= Woeseian revolution =

Three-domain tree of life

The Woeseian revolution was the progression of the phylogenetic tree of life concept from two main divisions, known as the Prokarya and Eukarya, into three domains now classified as Bacteria, Archaea, and Eukaryotes. The discovery of the new domain stemmed from the work of biophysicist Carl Woese in 1977 from a principle of evolutionary biology designated as Woese's dogma. It states that the evolution of ribosomal RNA (rRNA) was a necessary precursor to the evolution of modern life forms. Although the three-domain system has been widely accepted, the initial introduction of Woese’s discovery received criticism from the scientific community.

== Phylogenetic implications ==
The basis of phylogenetics was limited by the technology of the time, which led to a greater dependence on phenotypic classification before advances that would allow for molecular organization methods. This was a major reason why the dichotomy of all living things being either animal or plant in nature was deemed an acceptable theory.
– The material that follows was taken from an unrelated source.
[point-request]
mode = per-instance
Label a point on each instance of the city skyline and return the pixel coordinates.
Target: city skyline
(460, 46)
Without truly understanding the genetic implication of each organismal classification in phylogenies via nucleic acid sequencing of shared molecular material, the phylogenetic tree of life and other such phylogenies would no doubt be incorrect. Woese’s advances in molecular sequencing and phylogenetic organization allowed for a better understanding of the three domains of life - the Bacteria, Archaea, and Eukaryotes. Regarding their varying types of shared rRNA, the small subunit rRNA was deemed as the best molecule to sequence to distinguish phylogenetic relationships because of its relatively small size, ease of isolation, and universal distribution.

== Controversy ==
This reorganization caused an initial pushback: it wasn't accepted until nearly a decade after its publication. Possible factors that led to initial criticisms of his discovery included Woese's oligonucleotide cataloging, of which he was one of "only two or three people in the world" to be able to execute this method, let alone read the films. Further, Woese's background was in physics, whereas most of the research was being done in microbiology.